It's 2023, why is OAuth still a headache?

a9954967ff91d27a7c4613d9d945c388.gif

[Editor's note] This article introduces the problems in the practice of OAuth, such as: the OAuth standard is too large and complex, everyone's OAuth is slightly different, many APIs add non-standard extensions to OAuth, debugging OAuth is difficult Difficulty, cumbersome approvals required to build applications on top of APIs, security issues with OAuth, etc. Nango, an open source service built by the author, aims to simplify the OAuth process and improve security, and is applicable to a variety of APIs to solve these problems.

Link: https://www.nango.dev/blog/why-is-oauth-still-hard

Do not redistribute without permission!

Author | Robin Guldener Translator |

Editor in charge | Xia Meng

Listing | CSDN (ID: CSDNnews)

We've implemented OAuth for 50 of the most popular APIs. Result: indescribable.

5359291253eeccb3092c15754bca6b5b.pngSource: nango.dev

OAuth is a standard protocol, and client libraries supporting OAuth 2.0 already exist for almost every programming language you can imagine. You might conclude from this that, with the client library in hand, you should be able to implement OAuth for any API in about 10 minutes, or at least an hour. However, the ideal is full and the reality is very skinny. It's hard to imagine a person being able to implement OAuth for any API in 10 minutes or an hour.


c3be036bf7a73396434f13fce8631728.png

OAuth in practice

We use OAuth for 50 of the most popular APIs such as Google (Gmail, Calendar, Sheets, etc.), HubSpot, Shopify, Salesforce, Stripe, Jira, Slack, Microsoft (Azure, Outlook, OneDrive), LinkedIn, Facebook and others APIs using OAuth.

Our conclusion: The OAuth experience today is about the same as JavaScript's browser API in 2008. While there is general agreement on how things should be done, virtually every API has its own interpretation of the standard, implementation differences and idiosyncrasies, and non-standard behavior and extensions. The result: every detail has the potential for problems and errors.

Where exactly is the problem, let's dig into it!

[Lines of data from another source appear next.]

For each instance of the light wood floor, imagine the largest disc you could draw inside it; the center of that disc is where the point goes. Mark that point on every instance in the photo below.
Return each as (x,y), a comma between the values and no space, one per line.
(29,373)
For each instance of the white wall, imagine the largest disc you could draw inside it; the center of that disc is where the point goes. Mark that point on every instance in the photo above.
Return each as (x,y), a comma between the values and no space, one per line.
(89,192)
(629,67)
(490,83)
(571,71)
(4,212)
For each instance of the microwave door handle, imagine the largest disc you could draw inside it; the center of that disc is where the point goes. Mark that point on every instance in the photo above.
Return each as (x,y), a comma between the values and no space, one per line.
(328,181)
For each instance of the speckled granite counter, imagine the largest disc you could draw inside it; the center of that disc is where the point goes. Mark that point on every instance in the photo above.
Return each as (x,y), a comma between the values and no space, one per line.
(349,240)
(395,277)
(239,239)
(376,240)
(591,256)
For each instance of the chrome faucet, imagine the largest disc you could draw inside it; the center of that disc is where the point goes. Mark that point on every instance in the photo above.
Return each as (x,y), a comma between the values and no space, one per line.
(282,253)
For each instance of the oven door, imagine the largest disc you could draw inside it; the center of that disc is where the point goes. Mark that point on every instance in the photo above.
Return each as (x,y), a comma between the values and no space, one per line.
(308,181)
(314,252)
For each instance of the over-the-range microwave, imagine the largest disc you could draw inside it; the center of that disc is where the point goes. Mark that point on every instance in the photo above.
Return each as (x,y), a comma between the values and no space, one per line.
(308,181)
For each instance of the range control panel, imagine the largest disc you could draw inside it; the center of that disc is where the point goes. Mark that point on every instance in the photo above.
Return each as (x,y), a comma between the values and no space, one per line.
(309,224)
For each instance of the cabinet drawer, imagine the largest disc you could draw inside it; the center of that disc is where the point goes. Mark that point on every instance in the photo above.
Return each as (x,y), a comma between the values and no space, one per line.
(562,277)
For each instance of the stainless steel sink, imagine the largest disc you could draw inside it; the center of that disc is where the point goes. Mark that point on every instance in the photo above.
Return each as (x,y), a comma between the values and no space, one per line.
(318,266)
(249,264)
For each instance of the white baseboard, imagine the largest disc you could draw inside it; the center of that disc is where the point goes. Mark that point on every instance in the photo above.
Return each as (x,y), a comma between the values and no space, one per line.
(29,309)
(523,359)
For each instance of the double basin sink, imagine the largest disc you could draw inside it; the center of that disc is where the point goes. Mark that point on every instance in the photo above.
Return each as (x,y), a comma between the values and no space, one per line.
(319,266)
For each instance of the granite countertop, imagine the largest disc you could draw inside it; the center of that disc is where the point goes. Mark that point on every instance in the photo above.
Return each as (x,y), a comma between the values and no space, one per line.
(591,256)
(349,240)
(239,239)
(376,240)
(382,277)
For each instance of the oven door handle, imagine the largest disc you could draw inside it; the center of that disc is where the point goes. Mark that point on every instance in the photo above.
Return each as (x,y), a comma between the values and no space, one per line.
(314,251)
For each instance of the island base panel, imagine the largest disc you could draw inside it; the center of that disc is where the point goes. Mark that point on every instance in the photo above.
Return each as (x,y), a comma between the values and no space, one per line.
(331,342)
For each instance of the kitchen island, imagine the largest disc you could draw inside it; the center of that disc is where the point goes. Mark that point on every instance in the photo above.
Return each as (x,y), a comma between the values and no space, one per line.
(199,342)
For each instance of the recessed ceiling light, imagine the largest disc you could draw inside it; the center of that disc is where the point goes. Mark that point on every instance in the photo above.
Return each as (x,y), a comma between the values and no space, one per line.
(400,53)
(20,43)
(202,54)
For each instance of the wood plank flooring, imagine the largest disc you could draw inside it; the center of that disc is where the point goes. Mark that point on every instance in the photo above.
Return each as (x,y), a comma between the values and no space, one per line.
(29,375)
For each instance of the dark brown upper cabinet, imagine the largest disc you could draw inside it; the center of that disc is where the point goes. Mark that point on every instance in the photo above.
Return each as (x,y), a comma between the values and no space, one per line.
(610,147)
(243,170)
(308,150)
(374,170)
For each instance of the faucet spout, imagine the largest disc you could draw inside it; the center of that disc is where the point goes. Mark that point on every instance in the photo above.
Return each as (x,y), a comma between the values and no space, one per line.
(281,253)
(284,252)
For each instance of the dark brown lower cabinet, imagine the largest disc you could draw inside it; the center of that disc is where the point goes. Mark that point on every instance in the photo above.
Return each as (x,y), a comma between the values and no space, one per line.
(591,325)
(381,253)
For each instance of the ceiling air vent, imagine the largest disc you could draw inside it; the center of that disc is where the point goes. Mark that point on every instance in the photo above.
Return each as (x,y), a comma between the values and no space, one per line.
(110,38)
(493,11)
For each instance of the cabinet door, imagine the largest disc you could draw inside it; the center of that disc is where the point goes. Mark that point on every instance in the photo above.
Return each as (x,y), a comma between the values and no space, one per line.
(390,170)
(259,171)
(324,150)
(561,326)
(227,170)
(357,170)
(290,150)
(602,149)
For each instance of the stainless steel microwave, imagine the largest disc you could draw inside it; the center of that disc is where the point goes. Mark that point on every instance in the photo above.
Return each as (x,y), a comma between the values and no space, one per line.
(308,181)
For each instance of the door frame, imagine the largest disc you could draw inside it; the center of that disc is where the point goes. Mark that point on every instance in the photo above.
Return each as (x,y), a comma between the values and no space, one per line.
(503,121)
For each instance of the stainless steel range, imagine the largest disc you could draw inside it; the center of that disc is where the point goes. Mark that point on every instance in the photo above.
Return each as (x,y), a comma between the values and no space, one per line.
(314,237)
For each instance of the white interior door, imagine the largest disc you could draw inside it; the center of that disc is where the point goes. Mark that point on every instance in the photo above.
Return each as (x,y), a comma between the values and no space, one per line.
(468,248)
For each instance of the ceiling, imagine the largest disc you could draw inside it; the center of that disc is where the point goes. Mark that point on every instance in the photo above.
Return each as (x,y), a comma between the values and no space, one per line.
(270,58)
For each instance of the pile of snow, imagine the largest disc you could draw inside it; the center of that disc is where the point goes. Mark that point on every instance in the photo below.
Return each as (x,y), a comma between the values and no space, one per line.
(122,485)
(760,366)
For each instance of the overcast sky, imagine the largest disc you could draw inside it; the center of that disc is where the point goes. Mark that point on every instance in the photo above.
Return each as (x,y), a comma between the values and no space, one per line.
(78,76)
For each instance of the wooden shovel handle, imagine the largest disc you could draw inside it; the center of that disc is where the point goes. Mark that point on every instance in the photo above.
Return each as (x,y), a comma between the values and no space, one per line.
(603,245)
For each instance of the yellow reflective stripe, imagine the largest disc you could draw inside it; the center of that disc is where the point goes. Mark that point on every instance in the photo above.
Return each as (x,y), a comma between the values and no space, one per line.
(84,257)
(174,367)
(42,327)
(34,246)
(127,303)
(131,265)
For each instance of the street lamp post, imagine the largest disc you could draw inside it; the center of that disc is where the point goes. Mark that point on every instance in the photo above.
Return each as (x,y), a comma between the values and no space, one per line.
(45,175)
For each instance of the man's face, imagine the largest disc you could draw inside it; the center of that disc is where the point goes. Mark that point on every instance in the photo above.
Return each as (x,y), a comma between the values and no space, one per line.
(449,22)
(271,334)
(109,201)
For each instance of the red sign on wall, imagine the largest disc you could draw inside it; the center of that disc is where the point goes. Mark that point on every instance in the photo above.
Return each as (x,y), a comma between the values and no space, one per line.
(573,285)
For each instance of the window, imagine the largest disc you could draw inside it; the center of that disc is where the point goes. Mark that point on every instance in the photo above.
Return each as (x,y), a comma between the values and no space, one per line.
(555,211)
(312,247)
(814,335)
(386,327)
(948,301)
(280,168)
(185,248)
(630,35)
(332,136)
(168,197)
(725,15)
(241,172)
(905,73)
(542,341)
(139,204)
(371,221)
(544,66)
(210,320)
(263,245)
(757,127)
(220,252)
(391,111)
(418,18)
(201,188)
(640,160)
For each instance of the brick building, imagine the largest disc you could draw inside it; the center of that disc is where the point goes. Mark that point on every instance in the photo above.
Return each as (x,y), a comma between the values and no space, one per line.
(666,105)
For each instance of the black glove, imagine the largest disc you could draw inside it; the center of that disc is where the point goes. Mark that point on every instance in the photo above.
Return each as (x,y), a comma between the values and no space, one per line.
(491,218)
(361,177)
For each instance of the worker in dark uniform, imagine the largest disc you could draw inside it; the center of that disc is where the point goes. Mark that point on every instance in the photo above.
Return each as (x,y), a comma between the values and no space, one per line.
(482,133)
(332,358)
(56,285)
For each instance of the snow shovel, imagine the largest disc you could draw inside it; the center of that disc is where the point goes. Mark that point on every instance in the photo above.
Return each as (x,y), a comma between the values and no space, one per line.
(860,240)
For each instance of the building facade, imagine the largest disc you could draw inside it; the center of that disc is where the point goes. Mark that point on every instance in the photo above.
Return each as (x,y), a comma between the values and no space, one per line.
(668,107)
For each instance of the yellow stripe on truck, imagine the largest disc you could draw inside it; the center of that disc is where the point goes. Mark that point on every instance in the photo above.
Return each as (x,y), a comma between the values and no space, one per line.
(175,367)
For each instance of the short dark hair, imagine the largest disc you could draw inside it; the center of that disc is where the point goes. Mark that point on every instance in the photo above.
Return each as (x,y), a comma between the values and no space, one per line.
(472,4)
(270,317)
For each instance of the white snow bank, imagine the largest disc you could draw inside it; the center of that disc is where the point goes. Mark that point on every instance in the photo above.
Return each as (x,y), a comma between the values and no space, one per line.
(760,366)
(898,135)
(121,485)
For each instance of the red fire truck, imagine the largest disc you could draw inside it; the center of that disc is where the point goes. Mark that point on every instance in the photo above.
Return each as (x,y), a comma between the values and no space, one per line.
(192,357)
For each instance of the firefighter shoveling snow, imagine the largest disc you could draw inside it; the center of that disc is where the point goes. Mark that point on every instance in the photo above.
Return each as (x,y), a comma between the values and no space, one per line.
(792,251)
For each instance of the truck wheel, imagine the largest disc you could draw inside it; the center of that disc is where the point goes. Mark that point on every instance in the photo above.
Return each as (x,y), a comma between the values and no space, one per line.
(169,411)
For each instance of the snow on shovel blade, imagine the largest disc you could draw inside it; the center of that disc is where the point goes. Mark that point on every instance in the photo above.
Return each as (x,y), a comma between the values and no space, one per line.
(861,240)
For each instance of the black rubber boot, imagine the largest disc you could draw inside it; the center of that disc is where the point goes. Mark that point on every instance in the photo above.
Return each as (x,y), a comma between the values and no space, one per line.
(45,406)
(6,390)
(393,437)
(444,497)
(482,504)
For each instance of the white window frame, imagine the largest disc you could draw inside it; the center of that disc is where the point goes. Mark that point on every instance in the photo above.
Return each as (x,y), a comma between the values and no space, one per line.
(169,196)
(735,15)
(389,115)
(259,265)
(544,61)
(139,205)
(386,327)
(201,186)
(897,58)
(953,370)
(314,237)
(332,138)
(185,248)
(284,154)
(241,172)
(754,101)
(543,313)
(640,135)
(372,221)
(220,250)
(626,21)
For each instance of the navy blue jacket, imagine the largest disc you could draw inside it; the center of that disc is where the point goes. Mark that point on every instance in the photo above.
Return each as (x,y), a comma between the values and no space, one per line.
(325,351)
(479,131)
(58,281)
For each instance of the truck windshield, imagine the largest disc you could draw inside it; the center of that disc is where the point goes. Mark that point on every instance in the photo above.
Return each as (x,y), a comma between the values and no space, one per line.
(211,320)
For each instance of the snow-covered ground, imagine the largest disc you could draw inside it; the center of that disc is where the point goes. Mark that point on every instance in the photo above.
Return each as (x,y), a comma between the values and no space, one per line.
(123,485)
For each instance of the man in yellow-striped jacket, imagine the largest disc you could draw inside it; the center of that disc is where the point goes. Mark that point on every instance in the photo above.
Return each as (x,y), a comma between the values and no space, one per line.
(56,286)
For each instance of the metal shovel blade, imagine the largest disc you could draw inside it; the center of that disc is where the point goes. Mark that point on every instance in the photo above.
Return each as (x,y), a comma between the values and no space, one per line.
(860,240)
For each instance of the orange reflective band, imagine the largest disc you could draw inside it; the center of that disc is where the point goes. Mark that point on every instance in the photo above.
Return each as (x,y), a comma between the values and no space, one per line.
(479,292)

fa91c46f7d943ad55b5566b759b76b4c.png

Problem 1: The OAuth standard is too large and complex

"This API also uses OAuth 2.0, we did it a few weeks ago. I can get it done tomorrow." - Intern's last words

OAuth is a huge standard. It consists of 17 RFCs (documents that define standards) on the official website. They cover everything from the OAuth framework and Bearer tokens to threat models and private key JWTs.

You might ask: "Are all these RFCs about a simple 3rd party access token authorization API?" You'd be right. Let's just focus on those things that might be relevant for typical API third-party access use cases:

  • OAuth Standard: OAuth 2.0 is now the default, but some APIs still use OAuth 1.0a (and 2.1 is coming). Once you know which one your API is using, move on to the next step:

  • Authorization type: Do you need authorization_code, client_credentials, or device_code? What do they do, and when should you use them? When in doubt, try authorization_code.

  • By the way: Refresh tokens are also a type of grant, but instead of getting an access token, it's used to extend the validity of the access token. How they work is standardized, but how you request them in the first place is not. Talk later.

  • Now that you have your request ready, let's look at the official OAuth parameters; there are 72 of them, each with a clear meaning and behavior. You can check them out here. Common examples are prompt, scope, audience, resource, assertion, and login_hint. However, in our experience, most API providers seem to be as clueless about this list as you are right now, so don't worry too much.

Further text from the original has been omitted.